Onirismo e accenni psichedelici si ritrovano invece in "Δ", che pulsa tribale in sottofondo, grazie all’operato mai scontato di Dino Campanella dietro alle pelli, fino all’esplodere del chorus.
Altri capolavori sono il trittico composto da "Convalescent", "Eighteen People Living In Harmony" e "Scissor Lock". La prima una dichiarazione dall’urgenza quasi punk, la seconda una meditazione sullo stato e sul ruolo dell’arte nella nostra società, che sfocia lentamente verso il respiro sussurrato di "Scissor Lock", canzone liquida ed estatica, che esplora i limiti della veglia e del sonno, e che riesce a essere davvero intensa emozionalmente, rimanendo delicata e soffusa musicalmente.
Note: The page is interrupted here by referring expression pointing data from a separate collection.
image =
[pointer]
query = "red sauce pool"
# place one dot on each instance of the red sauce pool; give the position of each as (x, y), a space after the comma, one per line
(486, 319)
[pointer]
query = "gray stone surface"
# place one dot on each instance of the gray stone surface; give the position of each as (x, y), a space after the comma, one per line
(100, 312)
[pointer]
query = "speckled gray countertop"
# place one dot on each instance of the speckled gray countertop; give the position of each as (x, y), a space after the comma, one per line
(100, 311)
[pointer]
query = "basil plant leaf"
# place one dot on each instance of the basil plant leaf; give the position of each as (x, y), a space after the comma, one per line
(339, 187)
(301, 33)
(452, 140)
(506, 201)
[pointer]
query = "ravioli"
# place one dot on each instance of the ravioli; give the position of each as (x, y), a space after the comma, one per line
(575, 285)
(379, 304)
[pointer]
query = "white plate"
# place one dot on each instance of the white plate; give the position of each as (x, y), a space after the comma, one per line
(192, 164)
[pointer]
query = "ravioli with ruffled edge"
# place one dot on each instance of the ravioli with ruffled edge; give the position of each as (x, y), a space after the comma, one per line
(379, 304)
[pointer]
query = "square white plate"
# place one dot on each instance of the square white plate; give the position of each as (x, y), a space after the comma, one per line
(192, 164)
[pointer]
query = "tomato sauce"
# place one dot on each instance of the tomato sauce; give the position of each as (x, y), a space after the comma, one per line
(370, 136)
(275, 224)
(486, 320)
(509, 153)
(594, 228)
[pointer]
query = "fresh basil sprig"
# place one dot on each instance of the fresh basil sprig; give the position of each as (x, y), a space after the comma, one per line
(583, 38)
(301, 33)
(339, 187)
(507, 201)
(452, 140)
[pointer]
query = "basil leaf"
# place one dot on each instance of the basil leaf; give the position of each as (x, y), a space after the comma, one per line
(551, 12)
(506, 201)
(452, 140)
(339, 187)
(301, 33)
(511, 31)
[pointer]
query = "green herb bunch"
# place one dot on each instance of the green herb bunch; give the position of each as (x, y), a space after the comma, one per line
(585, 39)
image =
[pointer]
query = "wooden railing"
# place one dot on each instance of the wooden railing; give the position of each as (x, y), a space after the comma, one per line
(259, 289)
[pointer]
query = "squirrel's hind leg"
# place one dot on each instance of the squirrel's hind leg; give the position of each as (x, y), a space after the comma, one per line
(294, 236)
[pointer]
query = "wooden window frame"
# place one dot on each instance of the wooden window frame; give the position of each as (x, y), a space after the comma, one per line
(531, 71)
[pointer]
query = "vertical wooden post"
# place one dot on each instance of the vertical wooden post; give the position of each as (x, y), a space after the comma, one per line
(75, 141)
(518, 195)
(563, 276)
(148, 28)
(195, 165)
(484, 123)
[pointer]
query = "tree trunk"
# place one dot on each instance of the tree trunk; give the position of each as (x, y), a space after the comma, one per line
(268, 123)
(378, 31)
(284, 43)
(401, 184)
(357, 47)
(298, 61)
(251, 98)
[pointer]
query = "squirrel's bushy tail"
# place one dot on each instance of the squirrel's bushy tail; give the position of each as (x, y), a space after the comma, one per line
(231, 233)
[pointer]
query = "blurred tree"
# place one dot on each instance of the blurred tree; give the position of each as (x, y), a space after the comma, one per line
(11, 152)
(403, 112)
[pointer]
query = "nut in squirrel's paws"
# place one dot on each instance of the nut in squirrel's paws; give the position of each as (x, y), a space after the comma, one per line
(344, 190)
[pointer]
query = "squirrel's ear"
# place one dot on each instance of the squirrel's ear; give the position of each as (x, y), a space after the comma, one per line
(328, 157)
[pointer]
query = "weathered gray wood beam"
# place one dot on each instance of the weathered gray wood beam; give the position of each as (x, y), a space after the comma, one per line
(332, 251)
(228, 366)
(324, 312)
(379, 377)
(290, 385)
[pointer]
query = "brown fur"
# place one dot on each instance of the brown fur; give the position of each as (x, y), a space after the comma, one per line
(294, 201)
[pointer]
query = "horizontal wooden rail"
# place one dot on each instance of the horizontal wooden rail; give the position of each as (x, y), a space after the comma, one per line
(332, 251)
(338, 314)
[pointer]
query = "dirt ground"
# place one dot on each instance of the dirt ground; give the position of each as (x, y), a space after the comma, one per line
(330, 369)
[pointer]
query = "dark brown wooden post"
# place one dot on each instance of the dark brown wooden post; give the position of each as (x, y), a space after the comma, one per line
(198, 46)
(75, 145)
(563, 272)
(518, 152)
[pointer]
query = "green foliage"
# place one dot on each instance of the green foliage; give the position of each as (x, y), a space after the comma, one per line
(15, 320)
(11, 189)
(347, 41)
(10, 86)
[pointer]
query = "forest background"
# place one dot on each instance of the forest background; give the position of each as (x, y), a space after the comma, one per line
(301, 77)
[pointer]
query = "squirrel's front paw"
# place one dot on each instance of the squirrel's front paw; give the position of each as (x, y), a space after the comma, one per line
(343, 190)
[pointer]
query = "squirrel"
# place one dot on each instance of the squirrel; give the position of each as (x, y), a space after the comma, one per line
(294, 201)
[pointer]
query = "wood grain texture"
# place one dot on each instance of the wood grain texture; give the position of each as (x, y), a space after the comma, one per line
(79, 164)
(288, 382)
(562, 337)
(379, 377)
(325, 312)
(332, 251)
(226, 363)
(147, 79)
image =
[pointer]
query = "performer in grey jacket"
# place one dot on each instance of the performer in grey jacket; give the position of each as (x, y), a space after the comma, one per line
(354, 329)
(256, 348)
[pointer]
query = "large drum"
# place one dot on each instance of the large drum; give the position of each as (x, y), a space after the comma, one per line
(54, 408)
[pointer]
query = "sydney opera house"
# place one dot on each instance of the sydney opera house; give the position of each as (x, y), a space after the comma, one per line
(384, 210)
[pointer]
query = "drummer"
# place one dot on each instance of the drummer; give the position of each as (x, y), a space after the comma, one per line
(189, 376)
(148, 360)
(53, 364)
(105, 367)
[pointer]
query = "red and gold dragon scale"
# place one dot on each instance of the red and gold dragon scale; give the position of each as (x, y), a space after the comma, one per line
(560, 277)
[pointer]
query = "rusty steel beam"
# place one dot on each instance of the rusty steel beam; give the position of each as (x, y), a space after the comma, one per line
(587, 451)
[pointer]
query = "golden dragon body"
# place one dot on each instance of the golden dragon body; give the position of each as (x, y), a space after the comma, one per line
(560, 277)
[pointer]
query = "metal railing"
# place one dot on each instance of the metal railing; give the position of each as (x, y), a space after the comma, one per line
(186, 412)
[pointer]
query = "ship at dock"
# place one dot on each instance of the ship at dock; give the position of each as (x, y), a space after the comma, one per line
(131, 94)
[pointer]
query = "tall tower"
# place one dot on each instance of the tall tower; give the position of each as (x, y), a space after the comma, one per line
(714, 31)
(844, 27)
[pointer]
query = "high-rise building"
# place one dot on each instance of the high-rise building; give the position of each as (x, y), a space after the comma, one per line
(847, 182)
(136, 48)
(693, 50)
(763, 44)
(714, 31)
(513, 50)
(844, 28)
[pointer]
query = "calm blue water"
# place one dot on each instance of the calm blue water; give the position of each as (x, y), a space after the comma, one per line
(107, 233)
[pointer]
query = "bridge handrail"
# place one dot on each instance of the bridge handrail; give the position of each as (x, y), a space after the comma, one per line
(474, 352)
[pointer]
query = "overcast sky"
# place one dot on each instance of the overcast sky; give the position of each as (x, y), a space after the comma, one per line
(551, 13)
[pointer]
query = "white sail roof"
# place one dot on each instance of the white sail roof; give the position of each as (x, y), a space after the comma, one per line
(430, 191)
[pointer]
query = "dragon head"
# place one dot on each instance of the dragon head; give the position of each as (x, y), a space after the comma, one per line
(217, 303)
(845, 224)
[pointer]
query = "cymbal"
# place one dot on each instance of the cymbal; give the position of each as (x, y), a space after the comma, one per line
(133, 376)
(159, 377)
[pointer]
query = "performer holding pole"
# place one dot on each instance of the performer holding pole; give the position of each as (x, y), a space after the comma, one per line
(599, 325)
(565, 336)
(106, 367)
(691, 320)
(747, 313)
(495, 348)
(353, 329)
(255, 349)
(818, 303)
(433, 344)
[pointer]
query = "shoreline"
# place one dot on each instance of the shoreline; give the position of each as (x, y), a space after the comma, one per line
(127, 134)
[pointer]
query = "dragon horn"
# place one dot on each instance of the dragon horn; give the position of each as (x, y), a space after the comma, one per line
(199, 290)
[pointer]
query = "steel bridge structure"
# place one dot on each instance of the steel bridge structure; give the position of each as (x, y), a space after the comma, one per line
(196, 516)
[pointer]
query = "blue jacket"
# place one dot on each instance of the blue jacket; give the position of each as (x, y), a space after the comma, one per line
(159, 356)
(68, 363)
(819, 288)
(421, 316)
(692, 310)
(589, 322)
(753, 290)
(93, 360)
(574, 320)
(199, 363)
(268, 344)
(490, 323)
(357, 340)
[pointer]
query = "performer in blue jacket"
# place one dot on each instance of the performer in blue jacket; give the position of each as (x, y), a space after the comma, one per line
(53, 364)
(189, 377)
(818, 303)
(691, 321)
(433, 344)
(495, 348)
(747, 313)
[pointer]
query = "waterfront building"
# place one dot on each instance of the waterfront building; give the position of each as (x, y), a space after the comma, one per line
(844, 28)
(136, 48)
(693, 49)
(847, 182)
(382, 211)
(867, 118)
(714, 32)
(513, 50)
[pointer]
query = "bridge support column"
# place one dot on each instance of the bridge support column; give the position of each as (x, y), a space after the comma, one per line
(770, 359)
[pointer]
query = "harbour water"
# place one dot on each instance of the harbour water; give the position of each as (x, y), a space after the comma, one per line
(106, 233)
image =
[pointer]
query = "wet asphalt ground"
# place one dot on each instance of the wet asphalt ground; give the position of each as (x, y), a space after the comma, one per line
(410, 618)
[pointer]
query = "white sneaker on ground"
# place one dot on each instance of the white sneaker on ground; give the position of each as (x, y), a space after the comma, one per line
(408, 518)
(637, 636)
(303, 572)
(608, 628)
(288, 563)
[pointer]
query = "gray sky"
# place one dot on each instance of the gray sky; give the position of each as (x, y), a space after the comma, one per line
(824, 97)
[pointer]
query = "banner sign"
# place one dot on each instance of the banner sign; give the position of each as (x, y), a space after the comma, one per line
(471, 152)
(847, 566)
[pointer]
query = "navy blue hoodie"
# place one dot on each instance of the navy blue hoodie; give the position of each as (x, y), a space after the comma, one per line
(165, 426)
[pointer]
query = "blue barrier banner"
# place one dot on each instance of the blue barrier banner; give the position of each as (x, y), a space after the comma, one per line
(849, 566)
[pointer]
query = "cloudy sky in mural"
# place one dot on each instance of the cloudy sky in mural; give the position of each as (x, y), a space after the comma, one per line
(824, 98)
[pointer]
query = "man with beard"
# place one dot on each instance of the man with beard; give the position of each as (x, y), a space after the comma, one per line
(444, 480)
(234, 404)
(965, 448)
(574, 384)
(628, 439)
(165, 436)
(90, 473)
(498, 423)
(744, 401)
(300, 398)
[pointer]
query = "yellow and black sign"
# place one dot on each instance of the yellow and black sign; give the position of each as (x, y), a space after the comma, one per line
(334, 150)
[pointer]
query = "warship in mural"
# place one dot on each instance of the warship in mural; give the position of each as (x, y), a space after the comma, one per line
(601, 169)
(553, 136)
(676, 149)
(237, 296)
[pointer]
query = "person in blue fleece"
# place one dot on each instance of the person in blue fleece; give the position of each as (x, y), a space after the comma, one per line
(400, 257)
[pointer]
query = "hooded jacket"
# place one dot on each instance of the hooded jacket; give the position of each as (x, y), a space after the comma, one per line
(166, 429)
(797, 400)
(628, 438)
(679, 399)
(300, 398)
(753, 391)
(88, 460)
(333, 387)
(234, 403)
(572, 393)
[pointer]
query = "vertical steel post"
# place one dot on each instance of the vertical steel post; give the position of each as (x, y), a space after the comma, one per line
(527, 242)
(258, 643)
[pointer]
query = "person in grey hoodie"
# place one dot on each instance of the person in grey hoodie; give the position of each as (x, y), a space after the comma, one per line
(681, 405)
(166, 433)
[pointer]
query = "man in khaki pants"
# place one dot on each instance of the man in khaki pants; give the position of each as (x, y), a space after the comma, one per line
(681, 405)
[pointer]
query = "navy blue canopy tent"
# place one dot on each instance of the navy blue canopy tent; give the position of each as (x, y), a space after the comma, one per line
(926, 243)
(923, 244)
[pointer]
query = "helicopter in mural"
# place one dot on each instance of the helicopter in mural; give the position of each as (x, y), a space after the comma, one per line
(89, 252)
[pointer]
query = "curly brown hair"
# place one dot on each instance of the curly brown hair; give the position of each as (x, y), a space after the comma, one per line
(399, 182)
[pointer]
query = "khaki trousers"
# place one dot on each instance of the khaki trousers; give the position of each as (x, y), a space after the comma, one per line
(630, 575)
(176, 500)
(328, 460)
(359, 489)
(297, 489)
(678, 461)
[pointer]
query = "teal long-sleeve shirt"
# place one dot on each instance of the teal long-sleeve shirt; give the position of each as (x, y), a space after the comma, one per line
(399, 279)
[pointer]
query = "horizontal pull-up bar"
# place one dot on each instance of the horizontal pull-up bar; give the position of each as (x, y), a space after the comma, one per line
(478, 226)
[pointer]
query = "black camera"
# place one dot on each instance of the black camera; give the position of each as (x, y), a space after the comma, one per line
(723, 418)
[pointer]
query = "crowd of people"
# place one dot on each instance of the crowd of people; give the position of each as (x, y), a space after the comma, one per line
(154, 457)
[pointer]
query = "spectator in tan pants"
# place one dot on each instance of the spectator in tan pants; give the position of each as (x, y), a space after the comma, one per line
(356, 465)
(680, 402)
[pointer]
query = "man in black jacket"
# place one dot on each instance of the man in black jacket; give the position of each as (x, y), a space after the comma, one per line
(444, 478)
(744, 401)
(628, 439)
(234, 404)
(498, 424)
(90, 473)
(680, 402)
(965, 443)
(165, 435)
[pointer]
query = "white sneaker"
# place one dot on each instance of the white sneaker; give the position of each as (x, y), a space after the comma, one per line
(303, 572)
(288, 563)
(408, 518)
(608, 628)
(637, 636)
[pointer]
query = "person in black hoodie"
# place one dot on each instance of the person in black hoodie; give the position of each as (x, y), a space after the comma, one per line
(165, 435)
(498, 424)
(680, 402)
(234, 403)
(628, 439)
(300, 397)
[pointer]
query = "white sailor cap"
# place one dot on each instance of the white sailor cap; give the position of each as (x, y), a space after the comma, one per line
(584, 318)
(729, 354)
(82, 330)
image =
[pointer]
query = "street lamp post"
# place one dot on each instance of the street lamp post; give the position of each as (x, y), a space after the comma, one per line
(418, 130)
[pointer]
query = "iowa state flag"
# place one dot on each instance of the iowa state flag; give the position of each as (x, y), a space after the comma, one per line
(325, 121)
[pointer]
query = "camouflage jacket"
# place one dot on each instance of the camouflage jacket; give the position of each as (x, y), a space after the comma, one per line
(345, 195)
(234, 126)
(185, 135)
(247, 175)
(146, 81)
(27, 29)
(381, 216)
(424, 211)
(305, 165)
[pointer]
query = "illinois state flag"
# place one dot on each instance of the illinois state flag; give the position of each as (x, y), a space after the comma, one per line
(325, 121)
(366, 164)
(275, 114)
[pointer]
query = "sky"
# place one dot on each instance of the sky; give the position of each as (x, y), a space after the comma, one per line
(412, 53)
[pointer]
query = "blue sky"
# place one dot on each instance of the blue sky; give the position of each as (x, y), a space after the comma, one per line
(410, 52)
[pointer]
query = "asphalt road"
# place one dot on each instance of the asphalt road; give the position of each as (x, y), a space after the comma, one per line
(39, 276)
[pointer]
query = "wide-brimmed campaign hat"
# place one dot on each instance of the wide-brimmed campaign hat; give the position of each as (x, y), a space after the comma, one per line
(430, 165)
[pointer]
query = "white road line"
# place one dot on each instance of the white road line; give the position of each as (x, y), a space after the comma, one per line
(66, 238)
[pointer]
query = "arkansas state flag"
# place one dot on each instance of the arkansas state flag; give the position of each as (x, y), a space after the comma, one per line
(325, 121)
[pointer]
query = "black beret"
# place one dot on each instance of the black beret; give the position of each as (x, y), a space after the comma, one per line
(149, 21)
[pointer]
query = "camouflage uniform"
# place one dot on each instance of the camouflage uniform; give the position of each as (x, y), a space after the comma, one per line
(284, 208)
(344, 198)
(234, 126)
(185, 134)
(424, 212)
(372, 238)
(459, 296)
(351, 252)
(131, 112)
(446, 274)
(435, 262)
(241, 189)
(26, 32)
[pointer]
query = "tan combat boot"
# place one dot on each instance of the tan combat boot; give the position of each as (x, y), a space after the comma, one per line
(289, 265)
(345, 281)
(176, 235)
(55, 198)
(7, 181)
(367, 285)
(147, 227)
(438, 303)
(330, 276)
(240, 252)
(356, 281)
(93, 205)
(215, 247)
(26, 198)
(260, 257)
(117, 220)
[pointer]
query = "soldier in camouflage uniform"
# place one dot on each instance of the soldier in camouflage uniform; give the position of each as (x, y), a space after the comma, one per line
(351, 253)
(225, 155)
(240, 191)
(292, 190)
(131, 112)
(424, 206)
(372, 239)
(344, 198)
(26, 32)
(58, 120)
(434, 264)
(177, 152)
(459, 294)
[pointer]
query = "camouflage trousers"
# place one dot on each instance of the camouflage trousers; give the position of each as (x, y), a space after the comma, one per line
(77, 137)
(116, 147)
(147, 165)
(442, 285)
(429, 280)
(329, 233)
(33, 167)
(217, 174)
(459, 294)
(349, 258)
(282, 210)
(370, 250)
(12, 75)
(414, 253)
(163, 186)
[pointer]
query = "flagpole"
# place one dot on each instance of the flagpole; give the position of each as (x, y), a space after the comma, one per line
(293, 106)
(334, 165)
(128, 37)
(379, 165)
Impossibile non citare anche le successive "Of The Room" e "It Only Took A Day", entrambe accomunate stentorea vocalità di Gavin, che fa il paio con la decisa prestazione della band, memore della maggiore crudezza del debut Leitmotiv, catturando note ed emozioni non banali, attorno a linee melodiche e liriche come sempre personali. La chiusura è affidata al binomio "Whoa Is Me" e "The Canyon Behind Her", che riportano le tematiche dello scorrere, del fluire delle cose, e della ricerca di sé.
"El Cielo", musica pittorica, che disegna una cartina geografica per i territori della nostra interiorità. Dredg, un gruppo speciale, una delle più belle realtà del rock contemporaneo.